Este hecho concreto de Andrés tiene una explicación muy simple: Las protestas no son sólo cosa de niños. También los mayores a veces protestamos, y lo hacemos de maneras absurdas. Y, sin saber muy bien la causa de nuestras protestas, no pensamos que las consecuencias de nuestros enfados pueden dañar a otras personas. ¿Quién -aunque luego se haya arrepentido- no ha gritado enfadado a los demás? ¿Quién no se ha despedido nunca dando un portazo?
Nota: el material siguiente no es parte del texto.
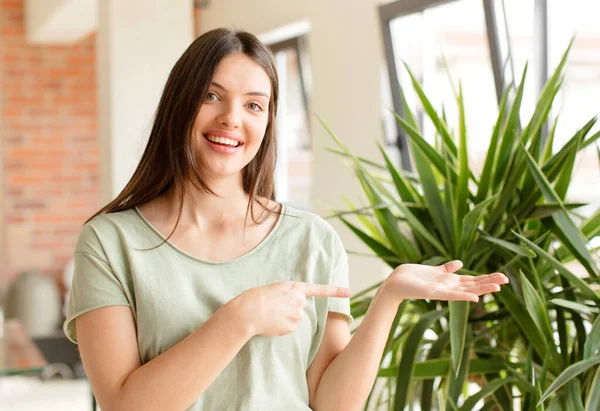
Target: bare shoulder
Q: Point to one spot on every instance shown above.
(109, 350)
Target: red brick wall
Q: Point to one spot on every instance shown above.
(50, 149)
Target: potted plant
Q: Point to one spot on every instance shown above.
(534, 345)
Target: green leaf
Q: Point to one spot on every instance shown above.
(508, 136)
(574, 306)
(546, 210)
(571, 235)
(569, 373)
(527, 325)
(562, 270)
(471, 222)
(488, 166)
(457, 378)
(432, 196)
(515, 248)
(459, 316)
(535, 307)
(429, 152)
(574, 396)
(593, 400)
(409, 355)
(486, 391)
(365, 221)
(592, 342)
(378, 248)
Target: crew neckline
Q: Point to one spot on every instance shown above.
(255, 250)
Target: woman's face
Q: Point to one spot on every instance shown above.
(233, 118)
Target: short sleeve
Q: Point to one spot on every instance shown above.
(339, 278)
(94, 283)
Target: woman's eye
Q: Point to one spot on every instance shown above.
(254, 107)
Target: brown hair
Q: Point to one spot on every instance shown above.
(169, 161)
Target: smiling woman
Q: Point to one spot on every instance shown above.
(180, 302)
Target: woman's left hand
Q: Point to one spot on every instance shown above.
(416, 281)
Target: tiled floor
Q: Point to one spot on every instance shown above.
(30, 394)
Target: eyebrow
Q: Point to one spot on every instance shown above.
(251, 93)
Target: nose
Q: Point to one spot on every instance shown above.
(231, 116)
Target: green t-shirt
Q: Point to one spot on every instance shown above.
(171, 294)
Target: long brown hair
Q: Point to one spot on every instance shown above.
(169, 160)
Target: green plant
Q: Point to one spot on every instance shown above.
(534, 345)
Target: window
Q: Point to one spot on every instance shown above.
(294, 168)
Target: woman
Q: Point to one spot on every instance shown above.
(195, 290)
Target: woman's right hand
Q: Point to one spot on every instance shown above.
(277, 309)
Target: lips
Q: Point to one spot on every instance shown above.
(225, 137)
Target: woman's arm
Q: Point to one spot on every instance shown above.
(177, 377)
(173, 380)
(347, 381)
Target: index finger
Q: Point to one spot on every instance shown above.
(322, 290)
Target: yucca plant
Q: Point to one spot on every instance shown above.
(532, 346)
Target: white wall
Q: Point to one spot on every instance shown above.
(346, 55)
(136, 48)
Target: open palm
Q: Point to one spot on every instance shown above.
(417, 281)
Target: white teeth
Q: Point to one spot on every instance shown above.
(223, 140)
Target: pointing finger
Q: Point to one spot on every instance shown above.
(451, 266)
(322, 290)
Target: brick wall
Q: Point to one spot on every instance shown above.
(50, 151)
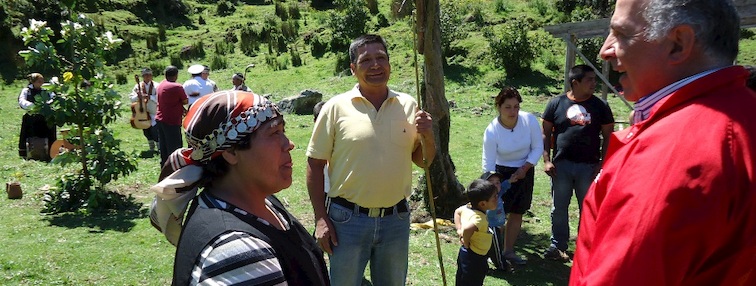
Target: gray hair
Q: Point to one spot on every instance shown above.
(716, 23)
(362, 41)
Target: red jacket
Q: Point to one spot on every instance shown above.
(675, 203)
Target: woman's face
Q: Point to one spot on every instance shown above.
(37, 84)
(509, 108)
(267, 164)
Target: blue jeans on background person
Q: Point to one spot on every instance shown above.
(382, 241)
(170, 139)
(471, 268)
(569, 176)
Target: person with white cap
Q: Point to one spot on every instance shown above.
(238, 81)
(148, 89)
(200, 84)
(236, 231)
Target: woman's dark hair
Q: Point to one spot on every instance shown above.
(218, 167)
(480, 190)
(507, 93)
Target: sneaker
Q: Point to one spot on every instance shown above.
(554, 253)
(514, 258)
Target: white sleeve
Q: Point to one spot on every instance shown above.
(489, 148)
(536, 140)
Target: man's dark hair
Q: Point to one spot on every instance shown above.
(507, 93)
(362, 41)
(578, 72)
(316, 110)
(171, 71)
(479, 191)
(751, 81)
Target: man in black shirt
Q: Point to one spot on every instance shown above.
(572, 123)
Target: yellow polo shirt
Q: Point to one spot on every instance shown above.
(480, 242)
(369, 151)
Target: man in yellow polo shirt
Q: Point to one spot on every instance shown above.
(369, 137)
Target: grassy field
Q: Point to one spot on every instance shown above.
(123, 248)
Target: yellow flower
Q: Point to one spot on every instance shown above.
(67, 76)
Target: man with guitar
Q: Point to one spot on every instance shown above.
(146, 90)
(171, 100)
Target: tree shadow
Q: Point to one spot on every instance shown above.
(534, 79)
(98, 222)
(538, 271)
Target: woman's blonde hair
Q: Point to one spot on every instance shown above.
(34, 77)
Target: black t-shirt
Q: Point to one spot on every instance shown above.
(577, 127)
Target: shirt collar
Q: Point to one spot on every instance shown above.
(644, 105)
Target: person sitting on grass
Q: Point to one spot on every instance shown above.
(473, 229)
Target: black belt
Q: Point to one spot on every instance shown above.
(401, 206)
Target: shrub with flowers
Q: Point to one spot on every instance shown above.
(86, 102)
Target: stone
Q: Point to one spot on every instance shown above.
(301, 104)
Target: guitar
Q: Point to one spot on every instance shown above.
(140, 119)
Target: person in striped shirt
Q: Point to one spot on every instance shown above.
(236, 232)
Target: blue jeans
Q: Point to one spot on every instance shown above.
(471, 268)
(382, 241)
(569, 176)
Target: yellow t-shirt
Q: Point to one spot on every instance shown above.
(369, 151)
(480, 241)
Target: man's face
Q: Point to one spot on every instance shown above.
(586, 86)
(640, 61)
(372, 67)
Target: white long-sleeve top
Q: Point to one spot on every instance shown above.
(27, 104)
(512, 147)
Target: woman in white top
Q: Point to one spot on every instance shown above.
(512, 146)
(34, 124)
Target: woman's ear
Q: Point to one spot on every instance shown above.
(230, 156)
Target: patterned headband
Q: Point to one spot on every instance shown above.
(220, 120)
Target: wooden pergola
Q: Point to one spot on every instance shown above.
(571, 32)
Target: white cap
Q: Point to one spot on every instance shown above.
(196, 69)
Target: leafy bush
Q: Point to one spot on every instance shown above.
(218, 62)
(281, 11)
(348, 22)
(250, 40)
(510, 47)
(318, 47)
(87, 109)
(296, 59)
(451, 26)
(225, 8)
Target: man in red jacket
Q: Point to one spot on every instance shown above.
(675, 202)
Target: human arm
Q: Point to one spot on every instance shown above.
(22, 101)
(548, 166)
(324, 232)
(488, 157)
(254, 261)
(424, 125)
(467, 231)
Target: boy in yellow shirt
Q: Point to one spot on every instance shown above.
(473, 229)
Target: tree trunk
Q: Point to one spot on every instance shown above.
(446, 189)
Aquel día, la hora de visitar el palomar no era la acostumbrada por Andrés. Tampoco era la más adecuada para la tranquilidad de las palomas que a esa hora del atardecer ya se recogen. Porque -menos los pájaros nocturnos- todas las aves son muy madrugadoras. Y para madrugar es necesario acostarse pronto. Pero a pesar de ser un tiempo poco apropiado para visitas, las palomas no se inmutaron. Para acudir a un verdadero amigo ninguna hora es inoportuna. Andrés dio por hecho el permiso de las palomas para quedarse esa noche a dormir en su casa. Plegó el abrigo para colocarlo como almohada y luego se tendió boca arriba en el suelo, colocando su cabeza sobre la prenda doblada. Seguidamente, comenzó el diálogo fluido que siempre acostumbraba a mantener con sus amigas.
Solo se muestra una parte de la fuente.